Meski telah beberapa kali memberi sosialisasi ke seluruh partai politik, pelanggaran ini masih terjadi sampai saat ini, kata Ketua Panwaslih kota Banda Aceh, Afrida kepada wartawan, Senin (11/2/2019).

Afrida mengatakan, baik Panwaslih maupun Komisi Independen Pemilihan (KIP) Banda Aceh sudah mensosialisasikan Peraturan KPU Nomor 23 dan 33 tahun 2018 tentang Kampanye Pemilihan Umum ke partai politik sebagai peserta Pemilu.

“Banyak caleg beralasan, mereka tak pernah diberi sosialisai. Padahal, partai politik lah yang harusnya memberitahu ke caleg mereka agar aturan ini dipatuhi,” ujar Afrida, saat mengisi materi dalam diskusi publik ‘Pemilu Ramah Lingkungan: Menyambut Pemilu Damai 2019’ yang berlangsung di Banda Aceh.

Dari seluruh pelanggaran APK yang ditangani Panwaslih Banda Aceh, yang paling dominan yakni pelanggaran lokasi pemasangan APK. Namun, Afrida mengaku sanksi yang diterapkan belum mampu memberi efek jera. Sesuai peraturan, pelanggaran semacam ini hanya diganjar dua bentuk sanksi, yaitu teguran dan penertiban.

Sebagaimana tertuang dalam PKPU 23 tahun 2018, pasal 31 menegaskan bahwa pemasangan APK dilarang di sejumlah lokasi.

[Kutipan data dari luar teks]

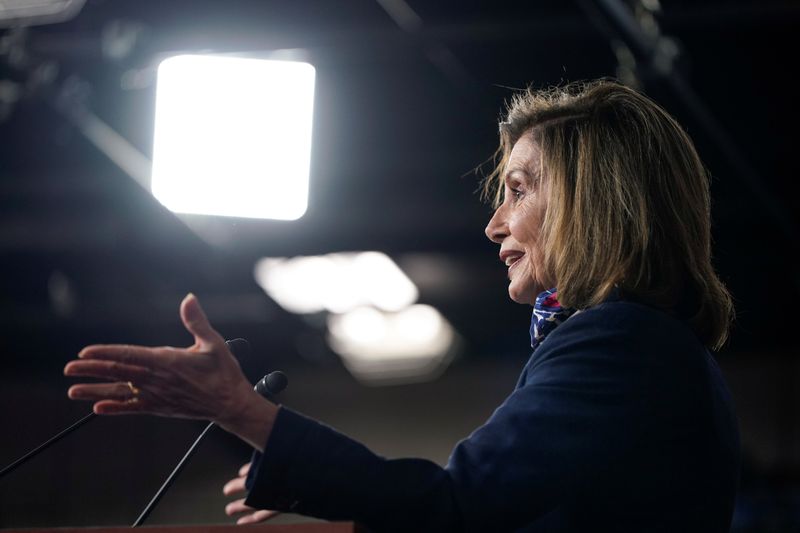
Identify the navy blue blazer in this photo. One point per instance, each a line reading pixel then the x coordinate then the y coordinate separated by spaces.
pixel 620 421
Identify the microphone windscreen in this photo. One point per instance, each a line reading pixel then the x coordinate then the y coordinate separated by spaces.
pixel 272 383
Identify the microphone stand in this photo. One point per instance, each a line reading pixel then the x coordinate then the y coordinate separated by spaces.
pixel 36 451
pixel 272 383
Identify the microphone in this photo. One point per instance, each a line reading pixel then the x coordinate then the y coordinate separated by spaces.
pixel 240 348
pixel 271 384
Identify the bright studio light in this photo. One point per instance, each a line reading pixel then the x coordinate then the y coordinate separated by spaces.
pixel 378 347
pixel 233 136
pixel 336 282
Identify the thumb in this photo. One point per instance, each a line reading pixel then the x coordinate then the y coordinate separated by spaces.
pixel 194 319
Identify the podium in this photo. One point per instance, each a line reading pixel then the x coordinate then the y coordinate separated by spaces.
pixel 311 527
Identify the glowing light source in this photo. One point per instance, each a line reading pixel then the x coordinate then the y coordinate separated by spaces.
pixel 233 136
pixel 378 347
pixel 336 282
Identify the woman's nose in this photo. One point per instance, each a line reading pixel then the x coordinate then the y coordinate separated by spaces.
pixel 497 228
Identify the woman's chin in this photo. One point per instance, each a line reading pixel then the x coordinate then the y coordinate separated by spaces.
pixel 522 295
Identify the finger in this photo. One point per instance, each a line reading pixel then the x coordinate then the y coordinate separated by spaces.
pixel 134 406
pixel 124 353
pixel 237 507
pixel 234 486
pixel 111 370
pixel 196 322
pixel 261 515
pixel 101 391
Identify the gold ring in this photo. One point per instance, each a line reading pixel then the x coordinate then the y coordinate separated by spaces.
pixel 134 392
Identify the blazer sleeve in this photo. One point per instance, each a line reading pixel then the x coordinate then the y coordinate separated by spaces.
pixel 577 411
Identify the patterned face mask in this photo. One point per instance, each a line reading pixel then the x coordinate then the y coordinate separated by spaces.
pixel 547 314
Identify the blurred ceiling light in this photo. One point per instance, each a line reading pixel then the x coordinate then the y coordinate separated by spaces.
pixel 377 347
pixel 33 12
pixel 233 136
pixel 336 282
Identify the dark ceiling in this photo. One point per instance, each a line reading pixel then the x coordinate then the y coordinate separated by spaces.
pixel 406 108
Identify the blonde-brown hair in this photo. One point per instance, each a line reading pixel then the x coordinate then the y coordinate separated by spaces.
pixel 628 205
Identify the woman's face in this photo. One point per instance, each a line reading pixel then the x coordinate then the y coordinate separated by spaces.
pixel 517 224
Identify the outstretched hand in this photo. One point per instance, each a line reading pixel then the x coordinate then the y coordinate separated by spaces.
pixel 201 381
pixel 249 515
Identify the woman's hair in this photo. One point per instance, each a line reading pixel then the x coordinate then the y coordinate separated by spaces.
pixel 628 205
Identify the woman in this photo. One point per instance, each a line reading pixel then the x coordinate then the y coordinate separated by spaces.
pixel 620 420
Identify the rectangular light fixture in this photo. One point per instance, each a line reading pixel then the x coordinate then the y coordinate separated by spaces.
pixel 233 136
pixel 336 283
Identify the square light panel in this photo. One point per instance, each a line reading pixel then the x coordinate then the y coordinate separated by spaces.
pixel 233 136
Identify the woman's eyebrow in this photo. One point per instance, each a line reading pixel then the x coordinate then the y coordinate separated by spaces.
pixel 509 174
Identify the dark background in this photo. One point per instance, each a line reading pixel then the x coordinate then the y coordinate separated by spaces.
pixel 406 109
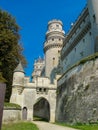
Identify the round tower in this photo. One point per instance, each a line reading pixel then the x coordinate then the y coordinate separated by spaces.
pixel 53 44
pixel 93 12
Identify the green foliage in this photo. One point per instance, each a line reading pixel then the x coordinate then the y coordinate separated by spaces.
pixel 2 80
pixel 10 49
pixel 11 105
pixel 84 60
pixel 81 126
pixel 20 126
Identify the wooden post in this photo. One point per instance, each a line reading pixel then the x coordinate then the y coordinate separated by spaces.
pixel 2 96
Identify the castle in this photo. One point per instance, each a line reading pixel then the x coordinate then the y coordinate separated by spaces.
pixel 57 81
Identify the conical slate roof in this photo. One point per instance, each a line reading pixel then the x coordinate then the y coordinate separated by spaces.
pixel 19 68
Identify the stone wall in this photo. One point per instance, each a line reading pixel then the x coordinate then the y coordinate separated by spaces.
pixel 42 110
pixel 11 115
pixel 77 94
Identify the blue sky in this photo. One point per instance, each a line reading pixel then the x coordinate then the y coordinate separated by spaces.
pixel 33 15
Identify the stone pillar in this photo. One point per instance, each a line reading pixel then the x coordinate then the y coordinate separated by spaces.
pixel 52 116
pixel 2 96
pixel 30 114
pixel 93 12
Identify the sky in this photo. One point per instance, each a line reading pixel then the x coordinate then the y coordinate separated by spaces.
pixel 33 16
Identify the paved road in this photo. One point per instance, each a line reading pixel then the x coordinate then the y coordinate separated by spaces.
pixel 48 126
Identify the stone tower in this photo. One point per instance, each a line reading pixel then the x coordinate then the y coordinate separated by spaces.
pixel 93 11
pixel 53 44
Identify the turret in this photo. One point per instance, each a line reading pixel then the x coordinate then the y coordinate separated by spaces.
pixel 93 11
pixel 53 44
pixel 18 77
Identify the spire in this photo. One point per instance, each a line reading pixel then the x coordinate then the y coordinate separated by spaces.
pixel 19 68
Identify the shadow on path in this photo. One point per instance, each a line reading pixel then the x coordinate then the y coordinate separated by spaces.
pixel 48 126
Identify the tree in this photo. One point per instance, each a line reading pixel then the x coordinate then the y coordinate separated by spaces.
pixel 10 49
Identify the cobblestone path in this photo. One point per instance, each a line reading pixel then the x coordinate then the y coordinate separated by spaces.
pixel 48 126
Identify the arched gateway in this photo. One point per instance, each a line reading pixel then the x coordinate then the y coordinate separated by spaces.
pixel 44 78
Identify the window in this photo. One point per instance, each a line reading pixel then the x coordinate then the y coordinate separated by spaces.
pixel 53 61
pixel 57 25
pixel 94 18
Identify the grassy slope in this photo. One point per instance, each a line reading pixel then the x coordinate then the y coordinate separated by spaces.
pixel 81 127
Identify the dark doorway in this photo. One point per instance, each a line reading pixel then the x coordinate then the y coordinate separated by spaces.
pixel 41 110
pixel 24 113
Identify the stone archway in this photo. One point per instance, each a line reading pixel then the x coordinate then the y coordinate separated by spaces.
pixel 24 113
pixel 41 110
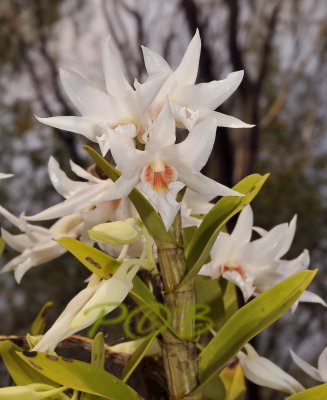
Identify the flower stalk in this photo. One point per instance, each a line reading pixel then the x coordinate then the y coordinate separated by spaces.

Lokasi terlarang itu yakni tempat ibadah, termasuk halamannya, di rumah sakit atau tempat pelayanan kesehatan, gedung milik pemerintah, dan lembaga pendidikan (gedung dan sekolah).

Selain itu, APK juga tidak boleh dipasang di jalan protokol, jalan bebas hambatan, sarana dan prasarana publik, taman dan di pepohonan.

Untuk mengarahkan lokasi mana saja yang diperbolehkan memasang APK, sambung dia, sudah ada surat keputusan dari KIP. Keputusan hasil koordinasi dengan Pemko inilah yang seharusnya dipatuhi oleh peserta pemilu.

“Namun sayangnya, bisa saya sebut 75 persen dari APK yang terpasang itu nyaris semua melanggar aturan,” sesal Afrida.

Untuk menertibkannya, Panwaslih telah bekerjasama dengan instansi lainnya. Salah satunya dengan Satpol Pamong Praja Banda Aceh. Kendati, secara operasional upaya itu masih terbatas.

“Satpol PP hanya memiliki dua truk untuk mengangkut APK bermasalah. Maka itu kita berharap kerjasama dengan Dinas Kebersihan, karena ada beberapa APK yang melanggar perlu crane untuk menurunkannya. Masalah seperti ini yang terus kita hadapi setiap hari,” ujar Afrida.

Tak Ramah Lingkungan
Sementara Yusri Razali dari KIP kota Banda Aceh dalam kesempatan itu menjelaskan aturan pemasangan APK.

Salah satunya pada pasal 23 PKPU Nomor 23 tahun 2018, yang berbunyi “Peserta Pemilu mencetak Alat Peraga Kampanye sebagaimana dimaksud pada ayat (1) dengan mengutamakan penggunaan bahan yang dapat didaur ulang.”

“Jadi aturan tentang kampanye ramah lingkungan ini sudah ada dan sudah kita sosialisasikan berulang kali ke peserta pemilu,” kata Yusri.

Meneruskan pernyataan Yusri, perwakilan dari lembaga Zero Waste Aceh, Gemal Bakri mengatakan, seharusnya peserta pemilu mengedepankan etika dalam kampanye. Salah satunya dengan memperhatikan kesehatan lingkungan sekitar.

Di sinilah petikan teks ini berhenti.